Pelaksanaan pekerjaan dijadwalkan berlangsung mulai Juli hingga Desember 2026. Ketua Gapoktan Pangauban Tani, Dudi Ruyandi, mengatakan pembangunan bronjong irigasi tersebut sangat dirasakan manfaatnya oleh masyarakat, khususnya para petani yang menggantungkan penghasilan dari lahan persawahan.
Kami sebagai petani merasa lega dengan adanya pembangunan bronjong ini.

“Setidaknya dengan adanya infrastruktur irigasi ini, air bisa lebih terarah dan dapat mengairi lahan persawahan masyarakat di wilayah Kampung Cibening,” ujar Dudi.


Menurut Dudi, program tersebut bukan hanya berkaitan dengan pembangunan fisik, tetapi juga menjadi bentuk perhatian terhadap kebutuhan petani dalam meningkatkan produktivitas pertanian.


Ia berharap pembangunan yang dilakukan secara swakelola tersebut dapat dikerjakan dengan sebaik-baiknya dan memberikan manfaat dalam jangka panjang bagi masyarakat.


“Kami dari Gapoktan Pangauban Tani tentu sangat berterima kasih atas dukungan program ini. Kami akan berupaya melaksanakan pekerjaan sesuai ketentuan dan mengutamakan kualitas, karena yang akan merasakan manfaatnya adalah para petani sendiri,” katanya.


Dudi menambahkan, keberadaan jaringan irigasi yang baik sangat penting bagi keberlangsungan kegiatan pertanian.
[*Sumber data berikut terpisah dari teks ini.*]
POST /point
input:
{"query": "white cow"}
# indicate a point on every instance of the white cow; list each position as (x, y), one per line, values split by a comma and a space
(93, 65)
Ketersediaan air yang memadai menjadi salah satu faktor utama dalam menjaga produktivitas lahan sawah, terutama ketika petani memasuki masa tanam.


Dengan pembangunan bronjong tersebut, Gapoktan berharap pengelolaan dan distribusi air ke area persawahan dapat menjadi lebih baik. Selain itu, masyarakat juga diharapkan ikutn menjaga serta merawat infrastruktur yang telah dibangun agar manfaatnya dapat dirasakan dalam waktu yang panjang.


Program Oplah Non Rawa Tahun 2026 yang dilaksanakan di Kampung Cibening ini diharapkan dapat menjadi bagian dari upaya peningkatan produktivitas pertanian sekaligus memperkuat ketahanan pangan di Kabupaten Sukabumi.


Gapoktan Pangauban Tani juga menyampaikan apresiasi kepada Dinas Pertanian Kabupaten Sukabumi serta pemerintah pusat atas dukungan program dan anggaran yang diberikan kepada masyarakat petani.


“Harapan kami, ke depan perhatian dan dukungan terhadap infrastruktur pertanian seperti irigasi ini bisa terus berlanjut. Kalau air tersedia dan pengairannya lancar, petani tentu lebih tenang dalam mengelola sawah dan meningkatkan hasil pertanian,” pungkas Dudi Ruyandi.